The Google's Android Speculation

The proposed acquisition of the Motorola Mobility company by Google has started a flurry of analysis and speculations about the future of the Android operating system, including whether or not Google can have an open source operating system like Android and also have their own proprietary line of portable computing and communication devices (PCCD). Please note that I use the term PCCD and not cell phone on purpose, since I think that a cell phone is a current product, not a future product.

It seems to me that those who doubt that Google can do both are not very familiar with the software world. To me, having produced many software programs and created product families that were grown from existing product lines, the answer is obvious. There is no reason for Google to modify any of its approaches to the Android environment, if not to guard its IP property more diligently in legal terms. The cell phone has still a considerable run in the market before it becomes obsolete. Just look at the portable PC market: sure it is not growing as much as it used to, but a significant number of units are still sold every day and generating profits. So Android stays as it is for cell phones, and Google generates revenue from its ecosystem just as before the acquisition. In fact it can generate more by selling its own line of Android based cell phones. But if you want to design, develop, and produce the future devices, like a PCCD, you need to be able to make it as well. As Apple has shown, software sells hardware, but the money is in the hardware.

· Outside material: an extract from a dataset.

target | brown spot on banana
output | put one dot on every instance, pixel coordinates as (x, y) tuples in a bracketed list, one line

The future, as I see it, is one were Motorola patents are defended more aggressively. Analysts seem to have forgotten that Google has many more resources than Motorola Mobility to engage in legal confrontations. For example, while Apple could realistically plan to drag Motorola Mobility to the brink of bankruptcy through a lengthy legal battle, its chances of doing so with Google are much, much smaller.

It is also clear to Google that the future is in PCCD products. And for those who are wondering what this has to do with EDA just a few words: more product development requiring more EDA products.

I think we will see a proprietary Humanoid operating system from Google with a well defined interface layer that allows both software and hardware "apps" from third parties. It is after all the Apple model extended to provide mobility to a true virtual information based computing environment. And if Larry Page does not know how to do this, I am always happy to help.